DENVER — Around the country, parents are demanding more say in their children’s education, and lawmakers are responding by turning their concerns into legislation.

A bill introduced in Colorado’s General Assembly would require schools to post more information online. The sponsor, Republican Rep. Tim Geitner, R-Falcon, said it’s about transparency.

“Right now, what you’re seeing is there’s a desire for parents to fully understand what curriculum is being taught at their schools,” Geitner said.

HB22-1066 would require all Colorado school districts to post information on their websites, including all text books and materials used in classrooms, any surveys given to children in schools and a list of professional development courses for teachers.

Geitner says that information can be difficult and even costly to access.

“Sometimes you have to submit a [Colorado Open Records Act] request, sometimes there’s a cost associated with that for the family, and the purpose of this bill is to make it easily accessible,” he said.

Last fall, one of the school districts in Geitner's district, School District 49 in Falcon, became the first in Colorado to explicitly ban the teaching of Critical Race Theory. In other states where “transparency” measures are under consideration, teachers have expressed concerns about censorship and losing their professional independence.

Geitner said many Colorado schools already have to follow rules about teaching controversial subjects and that his bill is about giving parents access to information that helps them make the best choice for their child. He said the bill is a requirement for districts and should not place additional burdens on teachers.

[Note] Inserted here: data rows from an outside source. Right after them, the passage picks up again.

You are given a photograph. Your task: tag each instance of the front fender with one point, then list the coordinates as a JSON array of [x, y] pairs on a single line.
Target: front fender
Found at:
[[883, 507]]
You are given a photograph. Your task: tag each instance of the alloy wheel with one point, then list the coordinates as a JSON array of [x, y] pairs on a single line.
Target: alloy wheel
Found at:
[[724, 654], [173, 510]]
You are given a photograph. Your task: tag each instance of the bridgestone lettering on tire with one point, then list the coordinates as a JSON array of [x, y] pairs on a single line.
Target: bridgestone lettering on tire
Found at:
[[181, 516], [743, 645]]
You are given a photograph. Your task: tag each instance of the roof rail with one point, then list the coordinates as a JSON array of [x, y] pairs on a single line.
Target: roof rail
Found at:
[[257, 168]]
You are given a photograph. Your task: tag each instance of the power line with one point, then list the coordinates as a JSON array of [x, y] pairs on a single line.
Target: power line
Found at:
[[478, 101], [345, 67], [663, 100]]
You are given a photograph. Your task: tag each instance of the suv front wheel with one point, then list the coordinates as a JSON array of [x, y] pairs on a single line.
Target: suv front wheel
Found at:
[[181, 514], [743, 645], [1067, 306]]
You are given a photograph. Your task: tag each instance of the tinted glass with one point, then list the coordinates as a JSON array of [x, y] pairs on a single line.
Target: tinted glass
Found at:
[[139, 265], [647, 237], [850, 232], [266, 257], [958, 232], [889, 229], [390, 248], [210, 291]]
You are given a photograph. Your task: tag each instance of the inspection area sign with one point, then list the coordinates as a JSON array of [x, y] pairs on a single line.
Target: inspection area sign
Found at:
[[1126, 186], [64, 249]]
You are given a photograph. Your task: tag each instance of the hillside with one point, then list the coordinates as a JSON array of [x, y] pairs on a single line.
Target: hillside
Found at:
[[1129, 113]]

Denver Public Schools sent the following statement to Denver7:

“The majority of our district-managed schools use the district supported curriculum, so we would be able to share that via our district wide platforms. Some of our schools do not use all of our district supported materials to better align to their instructional program and we would have to navigate collecting and sharing the local individual curricular resources made at the school level.”

UPDATE: The bill did not make it out of the Education Committee in the Colorado House of Representatives following a 6-3 vote.